A few years ago, during my term of office as President of Dublin City University, the Dublin Chamber of Commerce and Dublin City Council decided to embark on an initiative to secure more industry-related investment in the Dublin area. At that time government agencies were increasingly focusing on investment in other parts of the country, and the ‘anywhere-but-Dublin’ approach was creating real issues for the city. The Chamber and the Council set up a working group, and very quickly the key members of the group turned out to be the universities. These days, cities need universities, and need them to be strong, because without them companies in a knowledge-intensive business will not invest there.

In fact, the value of universities to a city is not always fully understood. They supply the skilled graduates needed by industry; they maintain teams of researchers working on the key problems in today’s society; they generate employment on a large scale – universities are typically the largest local employers, or nearly so; and their students and staff are vital customers giving business to local enterprises. In cities where there are two or more universities – and London, Manchester, Edinburgh, Dublin, Aberdeen are just some examples – they will be of vital importance, and any troubles they experience will have an immediate and potentially catastrophic effect on the local economy.

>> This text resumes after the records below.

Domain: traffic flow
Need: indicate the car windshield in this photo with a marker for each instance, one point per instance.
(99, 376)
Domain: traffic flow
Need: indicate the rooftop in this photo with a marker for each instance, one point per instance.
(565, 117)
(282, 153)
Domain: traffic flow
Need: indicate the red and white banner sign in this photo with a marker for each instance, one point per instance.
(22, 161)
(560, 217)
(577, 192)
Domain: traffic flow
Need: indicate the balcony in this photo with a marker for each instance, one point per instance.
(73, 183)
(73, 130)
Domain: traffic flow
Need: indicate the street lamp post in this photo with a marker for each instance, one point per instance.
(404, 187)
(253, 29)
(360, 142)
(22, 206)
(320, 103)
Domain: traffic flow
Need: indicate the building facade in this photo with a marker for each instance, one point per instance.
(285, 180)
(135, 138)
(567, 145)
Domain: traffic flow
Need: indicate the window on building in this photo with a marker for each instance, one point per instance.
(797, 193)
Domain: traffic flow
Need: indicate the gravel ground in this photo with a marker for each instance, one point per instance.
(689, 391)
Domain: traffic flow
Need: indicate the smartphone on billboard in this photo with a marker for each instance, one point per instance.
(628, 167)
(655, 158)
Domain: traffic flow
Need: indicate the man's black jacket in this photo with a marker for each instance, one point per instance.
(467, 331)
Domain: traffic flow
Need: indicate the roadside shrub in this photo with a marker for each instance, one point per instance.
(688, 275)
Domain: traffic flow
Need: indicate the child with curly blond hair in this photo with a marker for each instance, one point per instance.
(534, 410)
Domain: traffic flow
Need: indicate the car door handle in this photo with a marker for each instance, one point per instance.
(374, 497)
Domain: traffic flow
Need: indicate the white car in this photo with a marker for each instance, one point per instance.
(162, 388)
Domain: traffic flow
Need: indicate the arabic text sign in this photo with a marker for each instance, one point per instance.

Against this backdrop there are now serious concerns in some places that funding cuts suffered by universities may inflict major damage on some cities more generally. The think tank Centre for Cities has  warned that some cities, in which there are universities that may find it hard to recruit sufficient student numbers over the years ahead, may face serious economic and budget difficulties. In England some universities may not be able to fill places at the high fee levels they have now set, and in other countries public funding cuts may make universities less vibrant participants in the local economy.

What this means is that those taking funding policy decisions need to bear in mind that universities don’t just educate students, they also sustain the places where they are located. As the fear grows that some universities may not be able to survive, so there must also be increasing apprehension about what that will mean for their cities. This latter issue may need some much more direct attention.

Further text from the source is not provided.